Agartala, March 7 : The strained ties between the ruling BJP and its ally IPFT further deteriorated on Sunday after the junior partner unilaterally announced its candidates for the April 4 elections to the Tripura Tribal Areas Autonomous District Council (TTAADC), which is considered as a mini-state Assembly in terms of political significance.
The BJP, soon after the Indigenous People’s Front of Tripura’s (IPFT) announcement of the candidates’ list, accused the tribal party of violating the “Joot Dharma” (coalition principles). However, both BJP and IPFT leaders said that their “alliance is still active and alive”.
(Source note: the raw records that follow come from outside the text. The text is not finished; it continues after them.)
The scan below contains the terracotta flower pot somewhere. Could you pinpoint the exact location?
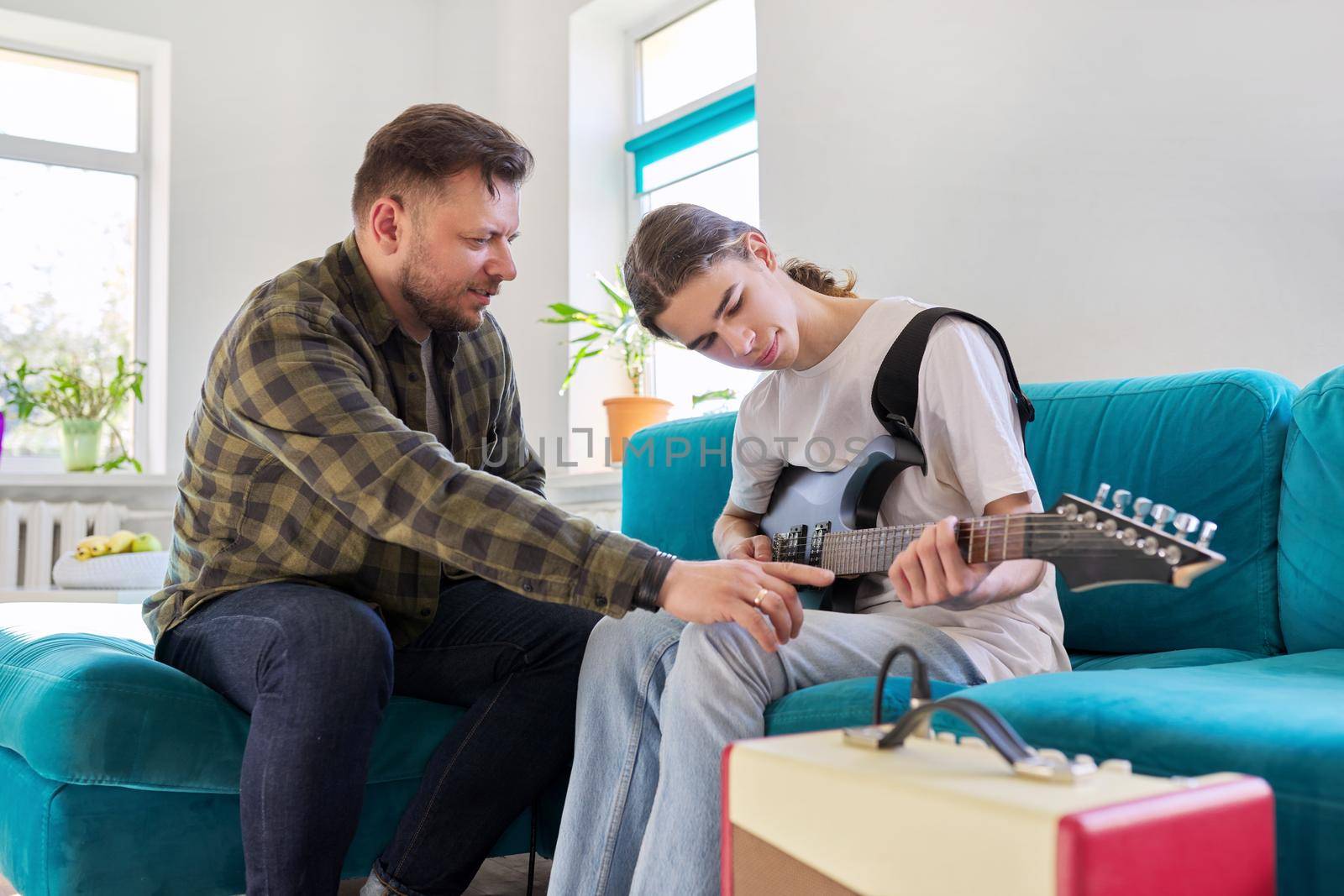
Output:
[602,395,672,464]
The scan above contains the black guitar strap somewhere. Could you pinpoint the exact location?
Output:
[872,307,1037,475]
[822,307,1037,612]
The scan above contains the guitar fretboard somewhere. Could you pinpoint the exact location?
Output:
[775,513,1026,575]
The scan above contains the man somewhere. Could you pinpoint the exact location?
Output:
[145,105,829,894]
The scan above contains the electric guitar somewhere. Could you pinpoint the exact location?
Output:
[761,435,1225,591]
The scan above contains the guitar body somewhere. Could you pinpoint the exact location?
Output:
[761,435,923,611]
[761,435,1225,601]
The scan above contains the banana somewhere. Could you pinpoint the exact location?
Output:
[108,529,136,553]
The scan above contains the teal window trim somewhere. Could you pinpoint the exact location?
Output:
[625,85,755,195]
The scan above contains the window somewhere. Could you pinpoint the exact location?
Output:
[625,0,761,417]
[0,11,166,471]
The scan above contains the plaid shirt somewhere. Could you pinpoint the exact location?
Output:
[144,233,670,646]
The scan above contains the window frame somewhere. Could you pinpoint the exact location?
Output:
[0,9,171,474]
[622,0,761,395]
[625,0,761,234]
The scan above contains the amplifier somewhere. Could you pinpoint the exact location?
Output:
[722,726,1274,896]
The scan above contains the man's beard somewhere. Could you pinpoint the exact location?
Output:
[398,246,499,333]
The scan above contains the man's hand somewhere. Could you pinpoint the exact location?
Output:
[659,560,835,652]
[724,535,774,563]
[887,516,993,610]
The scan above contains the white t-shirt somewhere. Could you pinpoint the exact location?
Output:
[728,298,1070,681]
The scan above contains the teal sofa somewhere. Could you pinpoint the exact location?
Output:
[0,603,564,896]
[0,369,1344,896]
[622,368,1344,896]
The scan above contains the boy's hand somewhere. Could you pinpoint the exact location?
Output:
[887,516,995,610]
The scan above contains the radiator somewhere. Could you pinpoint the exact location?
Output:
[0,501,139,589]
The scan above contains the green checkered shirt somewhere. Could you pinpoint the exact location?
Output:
[144,233,670,646]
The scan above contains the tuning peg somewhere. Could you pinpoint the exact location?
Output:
[1199,520,1218,548]
[1172,513,1199,542]
[1134,498,1153,522]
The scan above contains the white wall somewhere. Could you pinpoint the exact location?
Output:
[757,0,1344,383]
[435,0,599,471]
[8,0,1344,483]
[0,0,441,474]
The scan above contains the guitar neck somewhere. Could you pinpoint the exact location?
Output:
[775,513,1053,575]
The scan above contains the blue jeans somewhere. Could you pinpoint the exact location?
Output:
[159,579,598,896]
[549,610,984,896]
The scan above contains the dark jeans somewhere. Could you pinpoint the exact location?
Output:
[159,579,598,896]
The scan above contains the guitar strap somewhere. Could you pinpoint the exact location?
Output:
[822,307,1037,612]
[872,307,1037,475]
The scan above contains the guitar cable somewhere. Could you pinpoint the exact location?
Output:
[872,643,932,726]
[867,643,1037,764]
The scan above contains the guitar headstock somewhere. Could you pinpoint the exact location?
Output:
[1031,482,1225,591]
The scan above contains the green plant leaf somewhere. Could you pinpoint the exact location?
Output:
[593,274,633,317]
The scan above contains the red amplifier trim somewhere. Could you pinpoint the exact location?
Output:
[719,743,732,896]
[1055,778,1275,896]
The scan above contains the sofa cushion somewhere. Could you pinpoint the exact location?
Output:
[0,748,551,896]
[0,603,464,794]
[621,414,738,560]
[1278,367,1344,650]
[1068,647,1265,672]
[934,650,1344,893]
[1026,371,1295,654]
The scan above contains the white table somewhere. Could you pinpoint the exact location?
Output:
[0,589,155,603]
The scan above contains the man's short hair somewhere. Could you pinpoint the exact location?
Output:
[351,102,533,227]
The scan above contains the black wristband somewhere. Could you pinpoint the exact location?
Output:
[630,551,676,612]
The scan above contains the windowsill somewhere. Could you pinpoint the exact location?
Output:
[546,470,621,506]
[0,470,177,493]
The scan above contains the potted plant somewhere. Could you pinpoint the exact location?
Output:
[0,354,145,473]
[542,267,672,464]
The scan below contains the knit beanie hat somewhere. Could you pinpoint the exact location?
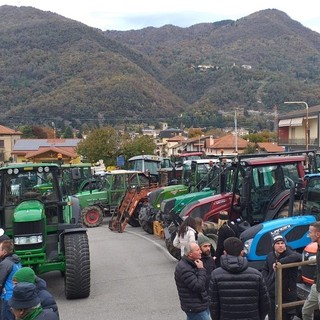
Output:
[272,234,286,247]
[219,211,229,220]
[12,267,36,284]
[198,233,211,247]
[0,234,10,242]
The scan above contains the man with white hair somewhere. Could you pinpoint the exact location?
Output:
[174,242,211,320]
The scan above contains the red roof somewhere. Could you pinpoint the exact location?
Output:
[258,142,285,152]
[209,134,248,149]
[25,147,77,159]
[0,125,22,135]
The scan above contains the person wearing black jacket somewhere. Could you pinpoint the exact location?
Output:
[209,237,270,320]
[174,242,211,320]
[215,211,239,267]
[198,233,216,292]
[261,235,302,320]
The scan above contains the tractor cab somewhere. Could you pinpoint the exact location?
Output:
[0,163,90,299]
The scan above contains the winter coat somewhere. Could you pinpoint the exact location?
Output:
[174,255,209,312]
[35,277,59,318]
[0,254,21,301]
[201,254,216,292]
[261,246,302,302]
[173,227,197,257]
[215,221,239,267]
[315,244,320,292]
[209,255,270,320]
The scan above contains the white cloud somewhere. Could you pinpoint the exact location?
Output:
[0,0,320,32]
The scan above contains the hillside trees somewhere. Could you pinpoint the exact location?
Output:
[77,126,156,166]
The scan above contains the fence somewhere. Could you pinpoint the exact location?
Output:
[275,260,316,320]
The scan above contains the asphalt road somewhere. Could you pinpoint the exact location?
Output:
[42,221,185,320]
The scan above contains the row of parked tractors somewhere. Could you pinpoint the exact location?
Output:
[10,151,320,299]
[76,150,320,302]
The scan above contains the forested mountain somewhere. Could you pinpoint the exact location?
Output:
[0,6,320,130]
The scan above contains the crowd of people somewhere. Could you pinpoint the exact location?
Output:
[0,230,59,320]
[174,212,320,320]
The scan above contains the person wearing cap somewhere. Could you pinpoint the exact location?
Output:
[8,282,58,320]
[261,234,302,320]
[209,237,270,320]
[302,221,320,320]
[198,233,215,292]
[172,217,198,257]
[215,211,239,267]
[0,240,21,320]
[12,267,59,319]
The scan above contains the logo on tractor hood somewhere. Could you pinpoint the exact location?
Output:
[270,224,291,236]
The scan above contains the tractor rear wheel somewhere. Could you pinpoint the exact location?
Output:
[81,206,103,228]
[64,232,90,299]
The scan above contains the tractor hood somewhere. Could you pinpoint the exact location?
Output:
[240,215,316,262]
[13,200,44,222]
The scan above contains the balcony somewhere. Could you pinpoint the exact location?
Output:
[278,138,318,148]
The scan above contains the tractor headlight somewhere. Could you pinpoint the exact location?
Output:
[243,238,253,256]
[14,234,43,245]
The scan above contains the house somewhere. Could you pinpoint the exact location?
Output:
[168,134,248,156]
[203,133,248,156]
[257,142,285,153]
[12,139,81,163]
[0,125,22,164]
[276,104,320,151]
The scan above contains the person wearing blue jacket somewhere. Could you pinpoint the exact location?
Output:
[8,282,58,320]
[0,240,21,320]
[12,267,59,319]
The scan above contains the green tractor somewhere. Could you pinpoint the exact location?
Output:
[75,170,150,228]
[139,158,231,234]
[0,163,90,299]
[61,163,98,195]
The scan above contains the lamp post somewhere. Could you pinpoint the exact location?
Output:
[284,101,309,150]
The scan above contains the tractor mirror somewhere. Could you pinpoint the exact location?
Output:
[71,168,81,180]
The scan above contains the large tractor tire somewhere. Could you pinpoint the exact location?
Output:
[81,206,103,228]
[64,232,90,299]
[128,202,143,228]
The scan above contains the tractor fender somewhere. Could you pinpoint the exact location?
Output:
[265,190,290,221]
[59,229,87,252]
[70,196,81,223]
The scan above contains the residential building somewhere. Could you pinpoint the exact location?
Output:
[12,139,81,163]
[276,105,320,151]
[0,125,22,164]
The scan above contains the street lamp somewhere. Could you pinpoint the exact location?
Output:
[284,101,309,150]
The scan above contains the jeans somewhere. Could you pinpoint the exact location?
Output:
[302,284,320,320]
[186,309,211,320]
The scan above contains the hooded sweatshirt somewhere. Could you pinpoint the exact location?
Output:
[0,254,21,301]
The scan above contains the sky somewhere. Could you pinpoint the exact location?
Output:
[0,0,320,33]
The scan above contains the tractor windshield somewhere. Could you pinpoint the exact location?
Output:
[304,176,320,214]
[2,169,57,205]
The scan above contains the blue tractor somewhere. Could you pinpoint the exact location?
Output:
[240,173,320,269]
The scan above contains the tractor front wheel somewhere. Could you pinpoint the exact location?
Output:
[81,206,103,228]
[64,232,90,299]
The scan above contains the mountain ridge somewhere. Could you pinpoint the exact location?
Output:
[0,6,320,127]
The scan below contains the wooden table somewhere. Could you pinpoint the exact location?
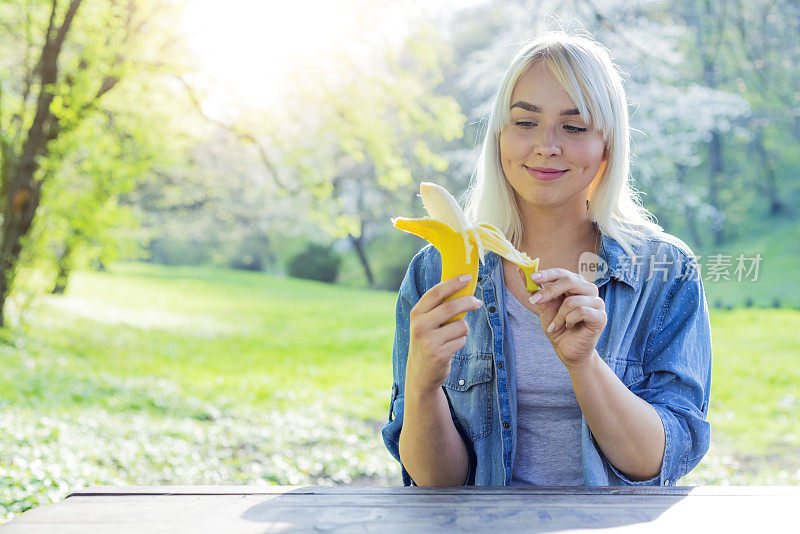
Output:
[0,486,800,534]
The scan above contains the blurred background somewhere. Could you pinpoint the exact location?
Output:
[0,0,800,522]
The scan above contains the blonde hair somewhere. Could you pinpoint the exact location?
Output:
[465,31,661,256]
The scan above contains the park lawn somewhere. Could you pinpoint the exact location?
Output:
[0,264,800,522]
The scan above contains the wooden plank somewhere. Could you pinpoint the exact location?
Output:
[4,487,800,534]
[68,485,800,497]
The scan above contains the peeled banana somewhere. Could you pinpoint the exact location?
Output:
[392,182,539,321]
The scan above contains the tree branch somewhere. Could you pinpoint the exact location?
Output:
[174,73,299,194]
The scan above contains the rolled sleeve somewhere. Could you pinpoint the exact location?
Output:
[614,265,711,485]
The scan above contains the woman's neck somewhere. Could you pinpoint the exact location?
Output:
[521,199,599,270]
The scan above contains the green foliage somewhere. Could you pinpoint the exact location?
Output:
[695,217,800,310]
[286,243,342,283]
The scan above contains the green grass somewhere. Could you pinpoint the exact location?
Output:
[0,264,800,522]
[0,264,399,522]
[695,218,800,310]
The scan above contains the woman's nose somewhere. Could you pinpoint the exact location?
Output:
[533,128,561,157]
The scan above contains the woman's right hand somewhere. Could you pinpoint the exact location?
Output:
[406,275,483,394]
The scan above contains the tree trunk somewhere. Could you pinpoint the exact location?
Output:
[753,128,785,215]
[347,234,375,287]
[708,130,725,246]
[0,0,81,326]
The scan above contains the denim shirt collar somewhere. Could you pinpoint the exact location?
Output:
[478,231,640,291]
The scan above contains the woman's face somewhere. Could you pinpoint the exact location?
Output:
[500,61,604,213]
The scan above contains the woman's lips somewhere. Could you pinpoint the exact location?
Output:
[525,167,567,182]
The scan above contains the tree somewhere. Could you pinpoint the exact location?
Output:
[266,23,464,286]
[0,0,189,325]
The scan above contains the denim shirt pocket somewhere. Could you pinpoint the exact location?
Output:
[442,352,492,441]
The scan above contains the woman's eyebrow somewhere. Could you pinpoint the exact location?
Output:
[511,100,581,117]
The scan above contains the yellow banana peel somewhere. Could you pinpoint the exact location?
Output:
[392,182,539,321]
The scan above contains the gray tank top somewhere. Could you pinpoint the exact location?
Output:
[503,286,583,486]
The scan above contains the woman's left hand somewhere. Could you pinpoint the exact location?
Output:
[530,269,608,369]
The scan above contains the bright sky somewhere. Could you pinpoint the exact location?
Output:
[180,0,462,114]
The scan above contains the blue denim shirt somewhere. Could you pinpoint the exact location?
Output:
[382,234,711,486]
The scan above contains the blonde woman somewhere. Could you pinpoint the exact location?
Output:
[383,32,711,486]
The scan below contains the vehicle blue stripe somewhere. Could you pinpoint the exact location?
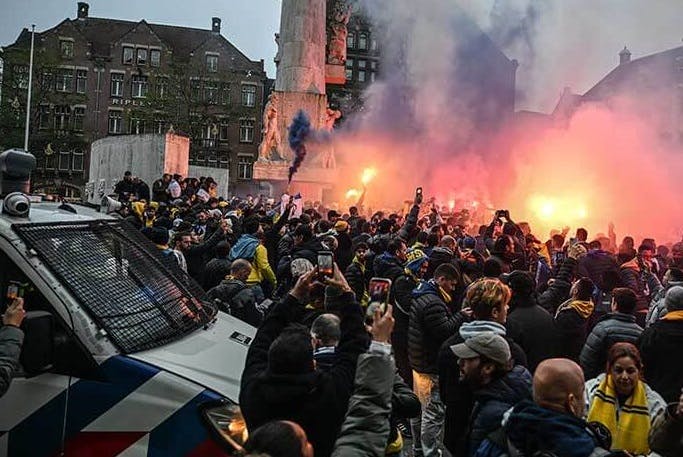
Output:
[8,356,160,457]
[147,390,223,457]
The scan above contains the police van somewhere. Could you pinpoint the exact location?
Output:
[0,150,255,457]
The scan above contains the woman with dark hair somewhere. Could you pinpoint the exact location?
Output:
[586,343,666,455]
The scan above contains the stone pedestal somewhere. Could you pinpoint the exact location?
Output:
[325,63,346,86]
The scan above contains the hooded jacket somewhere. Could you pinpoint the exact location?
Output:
[475,400,610,457]
[408,281,466,374]
[580,313,643,379]
[555,298,595,363]
[239,293,368,457]
[638,313,683,403]
[469,365,531,455]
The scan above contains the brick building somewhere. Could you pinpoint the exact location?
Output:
[0,2,266,196]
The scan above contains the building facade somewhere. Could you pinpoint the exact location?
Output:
[0,2,266,196]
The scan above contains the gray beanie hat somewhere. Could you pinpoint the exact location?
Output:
[664,286,683,311]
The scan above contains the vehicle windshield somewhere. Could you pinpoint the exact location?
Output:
[12,220,217,353]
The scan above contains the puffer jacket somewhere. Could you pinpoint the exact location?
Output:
[619,259,650,311]
[580,313,643,379]
[0,325,24,397]
[408,281,466,374]
[206,277,263,327]
[578,249,619,290]
[469,365,531,455]
[645,281,683,327]
[425,246,460,279]
[332,353,394,457]
[372,252,403,281]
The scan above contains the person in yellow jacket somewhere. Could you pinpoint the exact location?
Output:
[228,217,277,302]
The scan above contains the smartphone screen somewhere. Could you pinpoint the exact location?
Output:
[318,251,334,278]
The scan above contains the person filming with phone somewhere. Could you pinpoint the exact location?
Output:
[0,297,26,397]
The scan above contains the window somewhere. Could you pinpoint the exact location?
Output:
[55,105,71,130]
[346,32,356,49]
[242,84,256,106]
[240,119,254,143]
[221,83,230,105]
[74,106,85,132]
[220,119,230,141]
[137,48,147,65]
[346,59,353,81]
[40,69,54,92]
[128,117,145,135]
[59,151,71,171]
[71,151,84,171]
[38,105,50,130]
[55,69,74,92]
[109,111,123,133]
[154,119,166,133]
[190,79,202,102]
[14,65,28,89]
[149,49,161,67]
[358,33,368,51]
[131,75,149,98]
[59,40,74,59]
[76,70,88,94]
[123,47,135,65]
[237,156,254,179]
[204,81,218,105]
[206,54,218,73]
[111,73,125,97]
[155,77,168,98]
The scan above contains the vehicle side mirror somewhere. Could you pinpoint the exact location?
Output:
[19,311,55,377]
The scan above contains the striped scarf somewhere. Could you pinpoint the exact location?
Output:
[588,375,650,455]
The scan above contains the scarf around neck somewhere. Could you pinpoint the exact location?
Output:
[588,375,650,455]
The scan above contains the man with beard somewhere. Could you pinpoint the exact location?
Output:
[450,332,531,455]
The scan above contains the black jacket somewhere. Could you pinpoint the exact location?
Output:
[206,278,263,327]
[468,365,531,455]
[408,281,466,374]
[425,246,460,279]
[239,293,368,457]
[638,319,683,403]
[202,257,232,290]
[555,299,588,363]
[581,313,643,379]
[183,229,225,283]
[538,257,576,316]
[578,249,619,290]
[438,321,527,455]
[344,262,367,301]
[507,296,558,373]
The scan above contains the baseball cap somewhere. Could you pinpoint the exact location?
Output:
[450,332,512,365]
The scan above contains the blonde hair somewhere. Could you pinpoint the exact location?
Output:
[463,278,512,320]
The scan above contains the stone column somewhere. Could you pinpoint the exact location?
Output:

IPFT President Narendra Chandra Debbarma and General Secretary Mevar Kumar Jamatia accompanied by other senior leaders on Sunday night announced the names of candidates for 18 of the 28 elective seats of TTAADC, which has a jurisdiction of over two-thirds of Tripura’s 10,491 sq km area and is home to over 12,16,000 people, 90 per cent of which are tribals.
“We are yet to announce the names of 10 candidates. If the BJP or any other parties want to contest the TTAADC polls in alliance with the IPFT, we can share the 10 seats with them, otherwise we would put up candidates in these 10 seats,” Debbarma told the media.
Debbarma and Jamatia are ministers in the BJP-led Council of Ministers headed by Chief Minister Biplab Kumar Deb. The IPFT President said that despite their repeated appeal, the BJP leadership in Tripura and at the Centre did not yet discuss the seat sharing pattern and ratio in the upcoming polls to the TTAADC, which was constituted under the Sixth Schedule of the Constitution in June 1985 to promote the socio-economic and traditional culture of the tribals, who constitute one third of Tripura’s four million population.
“After getting no response from the state leadership, delegations led by our party’s General Secretary and Forest Minister Mevar Kumar Jamatia went to Delhi three times and urged the BJP’s central leaders including the party’s President J.P. Nadda to finalise the seat sharing for the TTAADC polls,” the veteran tribal leader said.